Bergamo - Momenti di tensione nella mattinata di sabato 2 maggio al Policlinico San Marco di Zingonia, dove un principio di incendio ha fatto scattare l’immediata attivazione delle procedure di emergenza. Non si registrano persone coinvolte.

L’allarme è scattato poco dopo le 10, con la dichiarazione di maxi emergenza all’interno della struttura sanitaria del Gruppo San Donato. In via precauzionale è stato disposto lo svuotamento del terzo e del quarto piano, mentre le attività hanno interessato anche il reparto di Cardiologia.

Secondo le prime informazioni, il rogo si sarebbe sviluppato in un locale tecnico situato nei sotterranei, dove si trovano apparecchiature informatiche e server. Il fumo avrebbe poi raggiunto i piani superiori, interessando anche la copertura dell’edificio.

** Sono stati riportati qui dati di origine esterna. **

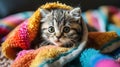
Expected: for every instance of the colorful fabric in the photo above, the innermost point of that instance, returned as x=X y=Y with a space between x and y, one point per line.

Sul posto sono intervenuti i Vigili del Fuoco, che hanno individuato rapidamente l’origine dell’incendio e avviato le operazioni di contenimento. Le verifiche preliminari indicano che calore e fumo sarebbero rimasti circoscritti all’area tecnica, senza propagarsi ad altri reparti.

Le prime ipotesi fanno riferimento a un possibile guasto alla centrale elettrica della struttura, ma le cause restano in fase di accertamento.

Nel frattempo i pazienti deambulanti sono stati accompagnati nei punti di raccolta, mentre quelli allettati sono stati trasferiti in aree sicure dell’ospedale. Le operazioni si sono svolte senza criticità per le persone ricoverate.

Poco prima delle 12 la situazione è tornata alla normalità: tutti i pazienti sono rientrati nelle aree di degenza e la struttura non avrebbe riportato danni strutturali. I Vigili del Fuoco, intervenuti con cinque squadre, hanno completato lo spegnimento e avviato le attività di bonifica e messa in sicurezza degli ambienti interessati.